The novel's protagonist is tasked to discover twelve life lessons from each adventure, or they may even be spiritual verities. And it is possible that these principles may be found in or may refer to works by Shakespeare, Cervantes, Milton, Tolstoy and others.
Weaver said, "Readers, and particularly deep readers, may be a dwindling species or even become something not unlike a religious cult. The relationship between religious faith and the written word is a part of the world of Gospel Prism as much as it is a fact of life. William Blake has said that we may have been choosing forms of worship from poetic tales, and if this is the case then it may be time to look closely at all poetic tales."

==The First First Gentleman==
Weaver's second novel, The First First Gentleman, London Wall, August 2016, "is a timely story of the first female President of the United States, an iconoclastic woman who challenges what we know about cultural and political orthodoxies and who may also have to breastfeed during her term" of office. Weaver has said, "when I began to write The First First Gentleman more than three years ago, some American voters have been ready for some time for a politician who is willing to tear down the old icons." The novel was mostly drawn from Weaver's thirteen years in national politics and on Capitol Hill, and from the rest of a lifetime of observing national politics from a front row seat. "The elephant in the room, of course, is misogyny and we don't talk about it," Weaver has said. The novel is a love story, a political and social satire, and a tribute to the novels of Charles Dickens. This Dickensian quality was noted in at least one review, Gerald Weaver's writing is incredibly sharp – it doesn't lose focus anywhere. "I quickly found myself quite strongly attached to both Melinda and Garth, hoping that they would come out on top, and groaning when things started not to go their way . . ." "One day, women will be in charge," Weaver told BBC London. Weaver says that his purpose was not to tell a story that corresponds with Clinton herself but to hasten the arrival of what he sees as a tipping point of more females coming into power.

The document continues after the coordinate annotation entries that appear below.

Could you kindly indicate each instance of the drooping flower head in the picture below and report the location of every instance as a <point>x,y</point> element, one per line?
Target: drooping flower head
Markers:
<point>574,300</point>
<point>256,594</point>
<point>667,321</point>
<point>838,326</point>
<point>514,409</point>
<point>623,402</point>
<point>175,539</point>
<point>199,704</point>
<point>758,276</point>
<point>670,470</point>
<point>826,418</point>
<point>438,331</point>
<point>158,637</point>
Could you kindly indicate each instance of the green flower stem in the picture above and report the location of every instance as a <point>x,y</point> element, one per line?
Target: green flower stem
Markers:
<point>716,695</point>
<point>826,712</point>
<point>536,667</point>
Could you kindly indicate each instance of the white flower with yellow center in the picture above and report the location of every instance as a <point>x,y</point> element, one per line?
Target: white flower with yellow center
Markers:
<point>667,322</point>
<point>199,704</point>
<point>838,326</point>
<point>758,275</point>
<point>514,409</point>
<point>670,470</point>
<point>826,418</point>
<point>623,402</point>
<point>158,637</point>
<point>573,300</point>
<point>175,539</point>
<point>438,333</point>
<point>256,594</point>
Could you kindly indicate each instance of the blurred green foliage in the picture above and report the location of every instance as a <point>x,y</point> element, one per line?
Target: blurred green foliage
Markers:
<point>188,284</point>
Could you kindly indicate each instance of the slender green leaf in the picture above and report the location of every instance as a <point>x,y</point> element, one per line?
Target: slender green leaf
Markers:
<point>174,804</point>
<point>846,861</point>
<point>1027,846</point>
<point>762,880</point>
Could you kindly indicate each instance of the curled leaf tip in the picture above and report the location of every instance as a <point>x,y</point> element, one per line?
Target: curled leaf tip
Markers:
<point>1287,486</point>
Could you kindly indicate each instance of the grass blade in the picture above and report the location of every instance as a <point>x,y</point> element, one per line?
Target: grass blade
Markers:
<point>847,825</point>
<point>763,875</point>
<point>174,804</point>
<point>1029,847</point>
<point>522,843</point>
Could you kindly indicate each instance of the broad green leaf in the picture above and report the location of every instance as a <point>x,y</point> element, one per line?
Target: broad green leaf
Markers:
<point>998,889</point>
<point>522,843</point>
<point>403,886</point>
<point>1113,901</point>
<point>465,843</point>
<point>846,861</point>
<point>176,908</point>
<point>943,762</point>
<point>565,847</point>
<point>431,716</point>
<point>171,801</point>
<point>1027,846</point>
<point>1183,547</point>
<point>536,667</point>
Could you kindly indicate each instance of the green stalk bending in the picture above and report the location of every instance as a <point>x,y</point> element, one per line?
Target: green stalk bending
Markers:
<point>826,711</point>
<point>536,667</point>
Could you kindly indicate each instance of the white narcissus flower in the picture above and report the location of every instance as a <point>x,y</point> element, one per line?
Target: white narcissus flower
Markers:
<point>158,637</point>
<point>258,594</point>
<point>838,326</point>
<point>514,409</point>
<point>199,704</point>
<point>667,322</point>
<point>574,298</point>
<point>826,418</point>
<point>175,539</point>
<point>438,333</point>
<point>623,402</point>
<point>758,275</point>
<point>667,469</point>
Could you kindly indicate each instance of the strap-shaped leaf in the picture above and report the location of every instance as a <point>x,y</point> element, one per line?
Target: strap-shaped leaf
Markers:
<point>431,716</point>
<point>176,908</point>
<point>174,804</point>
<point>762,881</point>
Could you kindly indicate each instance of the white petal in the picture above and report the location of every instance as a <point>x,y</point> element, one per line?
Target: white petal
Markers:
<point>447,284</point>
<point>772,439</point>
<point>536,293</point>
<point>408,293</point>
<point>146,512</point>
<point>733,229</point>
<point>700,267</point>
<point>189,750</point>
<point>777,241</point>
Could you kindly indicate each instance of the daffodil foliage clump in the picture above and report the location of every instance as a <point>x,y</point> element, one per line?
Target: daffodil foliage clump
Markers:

==The Girl and the Sword==
In 2023, Weaver released The Girl and the Sword, a historical novel set in the early thirteenth century. The novel follows the journey of Pauline de Pamiers, a young girl from a Cathar family in France who survives the Cathar Crusade and forms a bond with one of the crusaders, Simon de Montfort. The two travel to England, where Pauline helps Simon rise in power to become the Earl of Leicester. The novel explores their relationship, Simon's power struggles with King Henry III, and Pauline's role in the history of England. In an interview with BBC Radio London, Weaver said he "wanted to create a strong female character in this historical context that modern readers can relate to."

==Family life==
Weaver married Katherine Brewer in 1981. They had two children, Harriet and Simon and in 1992 they moved from Capitol Hill to Wexford, Pennsylvania following Weaver's release from prison. Weaver became a full-time stay-at-home dad. Weaver and Brewer divorced in 2003.
Weaver lives in Bethesda, MD with his second wife, Lily.
Weaver is a member of the Yale Football Association, the Society of Authors (UK), and he and his wife are patron members of the Yale University Art Gallery, and of the Freer/Sackler Smithsonian Museum of Asian Art.